Violent crime may be down nationwide, but the petty variety plagues many small businesses, trapping them in an endless battle with vandals and vagrants and saddling them with costs they can ill afford, according to a survey conducted by The Times and USC's Marshall School of Business.
Southern California business owners who responded to the survey said opening shop often means facing fresh graffiti, rousting the homeless from doorways or hosing down parking lots that double as toilets. Etched windows, chronic shoplifting and loiterers who scare off potential customers are also among the litany of complaints.
And government officials and community activists say there's no sign these problems are abating.
Small-business owners surveyed in the six-county region ranked crime low on their list of priorities, citing taxes, regulation and the dearth of skilled labor as more pressing. Still, 42% said graffiti and vandalism were a problem, while 34% complained about drug sales or loitering.
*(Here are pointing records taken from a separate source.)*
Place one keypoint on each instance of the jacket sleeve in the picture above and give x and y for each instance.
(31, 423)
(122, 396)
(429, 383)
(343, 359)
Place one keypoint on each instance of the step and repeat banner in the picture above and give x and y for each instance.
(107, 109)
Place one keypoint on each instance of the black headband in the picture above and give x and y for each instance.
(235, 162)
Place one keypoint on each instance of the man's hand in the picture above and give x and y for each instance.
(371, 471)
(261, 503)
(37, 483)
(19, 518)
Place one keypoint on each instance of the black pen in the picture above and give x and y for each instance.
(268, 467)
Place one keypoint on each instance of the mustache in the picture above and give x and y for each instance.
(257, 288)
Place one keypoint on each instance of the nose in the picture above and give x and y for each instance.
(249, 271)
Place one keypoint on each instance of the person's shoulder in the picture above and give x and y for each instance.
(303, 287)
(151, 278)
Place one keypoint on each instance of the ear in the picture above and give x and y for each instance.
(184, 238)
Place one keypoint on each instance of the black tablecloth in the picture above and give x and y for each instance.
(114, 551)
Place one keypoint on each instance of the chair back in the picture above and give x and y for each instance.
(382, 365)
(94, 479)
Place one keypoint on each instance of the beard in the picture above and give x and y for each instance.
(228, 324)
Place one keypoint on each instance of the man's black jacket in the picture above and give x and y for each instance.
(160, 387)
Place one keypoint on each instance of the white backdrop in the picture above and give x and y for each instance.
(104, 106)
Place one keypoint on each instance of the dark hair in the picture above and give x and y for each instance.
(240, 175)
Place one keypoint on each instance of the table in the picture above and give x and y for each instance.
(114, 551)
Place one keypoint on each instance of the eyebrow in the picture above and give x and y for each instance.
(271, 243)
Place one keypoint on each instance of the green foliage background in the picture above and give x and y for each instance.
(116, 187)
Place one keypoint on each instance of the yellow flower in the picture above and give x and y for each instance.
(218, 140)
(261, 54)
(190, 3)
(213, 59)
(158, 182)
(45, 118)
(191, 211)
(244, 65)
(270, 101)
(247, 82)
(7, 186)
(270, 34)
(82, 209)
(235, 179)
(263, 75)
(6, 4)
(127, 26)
Even those reporting only one or two incidents a year found the problems burdensome and costly.
Law enforcement officials generally do not tally nuisance crimes against businesses, but the Southern California Business Climate Survey showed troubles were most pronounced in the city of Los Angeles, followed by Riverside County and the remainder of Los Angeles County.
But the complaints are widespread. Even in areas far from any urban core--from Tujunga in the San Fernando Valley to Lakeside in San Diego County--loiterers and vandals are taking a toll on merchants and manufacturers. Frustrations have prompted some to relocate and others to consider doing so, raising the specter of a domino effect that could accelerate neighborhood degradation.
"In poorer areas, businesses now have so many difficulties," said USC's William B. Gartner, who conducted the survey for The Times. "They're in areas where people have less money to spend. They also have to pay for safety and security equipment like barred doors and fences. They're paying every way.
"If your communities aren't safe, business is going to be down," he said. "And if you don't have local grocery stores and areas to shop, it really kind of kills the neighborhood."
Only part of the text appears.